The number of DSRCT cases is small. There have been less than 300 cases of radiological reports, most of which are done using CT (2, 4). CT is helpful for initial staging and follow up of DSRCT. DSRCT presents itself as a form of multiple heterogeneous enhancing masses in the abdominopelvic cavity (1, 7). Therefore, the differential diagnosis of DSRCT includes: rhabdomyosarcoma, peritoneal sarcomatosis, lymphoma, mesothelioma, etc. (4). Report of a single large retroperitoneal mass on CT image like in this case is very rare (8). In such cases, large retroperitoneal mass and liver metastasis might be diagnosed as retroperitoneal GIST, retroperitoneal neuroendocrine tumor, retroperitoneal sarcoma, adrenal malignancy, etc. Additionally, there was an area on CT that did not show enhancement. This area is as a result of necrosis and hemorrhage as well as high fibrotic content (1).

Few studies have reported on MR features of DSRCT, including one case of mixed iso- and hyperintensity and the other, a case of mixed hypo-/iso-/hyperintensity on MR T2. Another study reported an area with low signal intensity on T2- weighted images (7, 9). The area of low T2 signal was observed because of densely packed cells and desmoplastic response. In each biopsy of this case, necrosis was observed in the central T2 hyperintense area, while dense desmoplastic stroma and cells were observed in peripheral T2 mild hyperintense area, which are in line with the findings of previous studies.

In previous reports of DSRCT cases, there was no mention of dynamic enhancement, and only mild heterogeneous enhancements were observed (79). Compared to previous studies which only reported on small masses, this case presented a large mass, which made it easier to analyze the enhancement patterns. In this case, delayed enhancement was observed in the peripheral part of the mass which showed mild hyperintensity area in T2. This was considered as a delayed enhancement of the desmoplastic stroma. Based on the biopsy specimen from the peripheral portion of the retroperitoneal mass, we assume that dense stroma in DSRCT could be mild delayed contrast enhancement. Although previous studies failed to report on the relationship between dense stroma and enhancement pattern in DSRCT, delayed enhancement might be revealed in other stromal tumors with dense stroma. As the central portion of the mass showed T2 hyperintensity coupled with T1 hyperintensity area, necrosis and hemorrhage were observed in this case, as in the previous studies.
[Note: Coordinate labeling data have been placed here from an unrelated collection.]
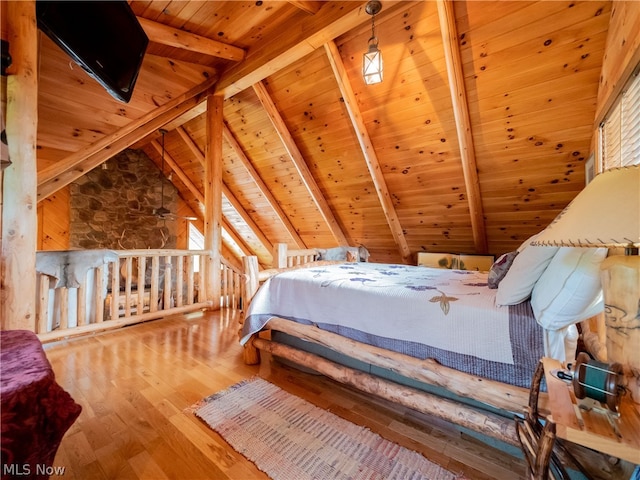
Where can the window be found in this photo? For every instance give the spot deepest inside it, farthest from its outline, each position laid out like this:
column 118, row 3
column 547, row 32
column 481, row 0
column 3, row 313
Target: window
column 620, row 131
column 196, row 242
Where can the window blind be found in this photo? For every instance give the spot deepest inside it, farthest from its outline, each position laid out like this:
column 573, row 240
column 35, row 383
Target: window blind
column 620, row 132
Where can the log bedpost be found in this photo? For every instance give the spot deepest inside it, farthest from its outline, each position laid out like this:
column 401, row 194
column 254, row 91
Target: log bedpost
column 251, row 354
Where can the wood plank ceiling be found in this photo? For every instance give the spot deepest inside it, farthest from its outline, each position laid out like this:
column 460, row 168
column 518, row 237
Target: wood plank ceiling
column 475, row 140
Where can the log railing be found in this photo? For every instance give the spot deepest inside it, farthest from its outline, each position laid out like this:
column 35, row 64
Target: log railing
column 108, row 296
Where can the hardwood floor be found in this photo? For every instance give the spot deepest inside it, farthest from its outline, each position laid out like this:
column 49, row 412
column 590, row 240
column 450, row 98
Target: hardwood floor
column 136, row 386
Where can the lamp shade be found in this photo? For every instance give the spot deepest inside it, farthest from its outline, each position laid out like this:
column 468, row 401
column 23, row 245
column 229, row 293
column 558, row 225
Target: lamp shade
column 606, row 213
column 372, row 68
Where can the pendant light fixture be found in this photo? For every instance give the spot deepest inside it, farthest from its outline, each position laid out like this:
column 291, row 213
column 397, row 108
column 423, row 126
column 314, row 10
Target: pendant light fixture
column 372, row 60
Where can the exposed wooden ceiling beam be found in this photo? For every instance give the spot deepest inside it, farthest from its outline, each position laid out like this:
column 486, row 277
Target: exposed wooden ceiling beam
column 257, row 231
column 264, row 190
column 309, row 6
column 447, row 18
column 62, row 173
column 300, row 164
column 239, row 241
column 368, row 151
column 331, row 21
column 184, row 178
column 160, row 33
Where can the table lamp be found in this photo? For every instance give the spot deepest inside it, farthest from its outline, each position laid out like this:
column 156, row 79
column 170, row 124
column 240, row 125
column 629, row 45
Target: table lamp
column 606, row 213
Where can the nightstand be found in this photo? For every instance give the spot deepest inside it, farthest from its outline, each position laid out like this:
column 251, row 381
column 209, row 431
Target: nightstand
column 594, row 428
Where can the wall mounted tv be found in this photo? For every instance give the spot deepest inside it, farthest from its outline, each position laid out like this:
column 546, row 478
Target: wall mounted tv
column 103, row 37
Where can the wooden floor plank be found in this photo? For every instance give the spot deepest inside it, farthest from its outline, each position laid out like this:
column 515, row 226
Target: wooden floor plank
column 138, row 387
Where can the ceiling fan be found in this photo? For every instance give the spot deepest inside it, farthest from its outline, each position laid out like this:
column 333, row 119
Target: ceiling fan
column 162, row 212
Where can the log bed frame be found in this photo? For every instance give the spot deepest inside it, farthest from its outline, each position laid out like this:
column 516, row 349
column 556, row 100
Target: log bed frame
column 484, row 406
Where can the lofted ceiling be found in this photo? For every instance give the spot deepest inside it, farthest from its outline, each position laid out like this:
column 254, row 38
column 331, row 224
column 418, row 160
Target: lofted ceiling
column 313, row 157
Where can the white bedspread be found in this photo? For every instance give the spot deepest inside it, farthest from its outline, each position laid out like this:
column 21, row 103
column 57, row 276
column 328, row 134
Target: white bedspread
column 447, row 309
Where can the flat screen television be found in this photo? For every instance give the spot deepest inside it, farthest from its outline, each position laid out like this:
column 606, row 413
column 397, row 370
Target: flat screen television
column 103, row 37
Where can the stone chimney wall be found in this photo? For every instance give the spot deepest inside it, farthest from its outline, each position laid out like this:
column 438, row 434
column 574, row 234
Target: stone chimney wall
column 112, row 206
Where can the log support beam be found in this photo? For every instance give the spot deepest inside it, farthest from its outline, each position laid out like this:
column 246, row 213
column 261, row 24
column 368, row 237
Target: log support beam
column 19, row 203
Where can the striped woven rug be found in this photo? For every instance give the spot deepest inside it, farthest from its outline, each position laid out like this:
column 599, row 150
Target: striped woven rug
column 289, row 438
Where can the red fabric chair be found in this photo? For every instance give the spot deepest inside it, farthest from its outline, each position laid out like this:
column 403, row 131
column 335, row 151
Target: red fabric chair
column 35, row 412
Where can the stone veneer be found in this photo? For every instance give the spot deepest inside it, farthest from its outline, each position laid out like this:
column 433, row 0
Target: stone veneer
column 112, row 206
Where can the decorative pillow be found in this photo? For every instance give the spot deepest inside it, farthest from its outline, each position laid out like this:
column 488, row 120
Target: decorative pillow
column 527, row 266
column 569, row 290
column 500, row 268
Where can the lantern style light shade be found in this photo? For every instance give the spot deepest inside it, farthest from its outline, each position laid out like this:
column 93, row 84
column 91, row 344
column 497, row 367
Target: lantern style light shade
column 372, row 68
column 606, row 213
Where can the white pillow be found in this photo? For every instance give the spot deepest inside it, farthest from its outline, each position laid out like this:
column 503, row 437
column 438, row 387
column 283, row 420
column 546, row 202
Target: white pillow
column 527, row 267
column 569, row 290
This case presented liver metastasis, the most common visceral metastasis. Other types of metastases included lung, bone, spleen, and pleura (110). The involvement of ascites and lymphadenopathy has been reported (4). However, no previous cases have revealed malignant portal vein thrombosis as observed in this case. It showed mild delayed enhancement in MR dynamic in addition to the primary mass.

According to literature review, it appears that DSRCT usually occurs in young men and presents itself as multiple peritoneal masses, the most common being liver metastasis which has poor prognosis. It is a rare case of DSRCT for a 70-year-old woman who had a large solitary retroperitoneal mass with liver metastasis and malignant portal vein thrombosis. Necrosis and hemorrhage may be observed based on MR T1- and T2-weighted images. Particularly, delayed enhancement of T2 mild hyperintense area indicating desmoplastic stroma, which might be of assistance in differential diagnosis.